On the role of poroelasticity for modeling of stress fields in geothermal reservoirs

Abstract

With growing interest in the safety and environment of our planet, geomathematics as the mathematics related to the “system Earth” finds itself challenged by new problems nearly every day. Some of these problems come from the field of renewable energy resources. Especially geothermics which is concerned with extracting the heat of the Earth’s crust and making it usable for the heat and energy market needs sophisticated mathematical methods to model geothermal reservoirs (see Ilyasov et al. 2010 and the references therein for an overview).

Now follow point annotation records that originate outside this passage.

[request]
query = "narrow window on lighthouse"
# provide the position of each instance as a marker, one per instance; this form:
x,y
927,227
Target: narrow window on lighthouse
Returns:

One of the quantities which are essential for successful modeling is the stress field of the geothermal reservoir. Changes in the stress field influence the opening and growth of fractures and can also lead to seismic events. For an accurate model, we have to consider the interactions between the pressure of a fluid (water) which is injected into the Earth and the stresses of the rock and soil strata into which this pressurized fluid is pumped. In 1966, J. Geertsma introduced the term poroelasticity for the description of these interactions (Wang 2000). In this paper, we will give a short geomathematical introduction and survey into the field of poroelasticity. After the derivation of the basic partial differential equations for consolidation processes, we will discuss existence and uniqueness of weak solutions. Moreover, we will establish boundary integral equations and introduce a numerical solution scheme based on these boundary integral equations.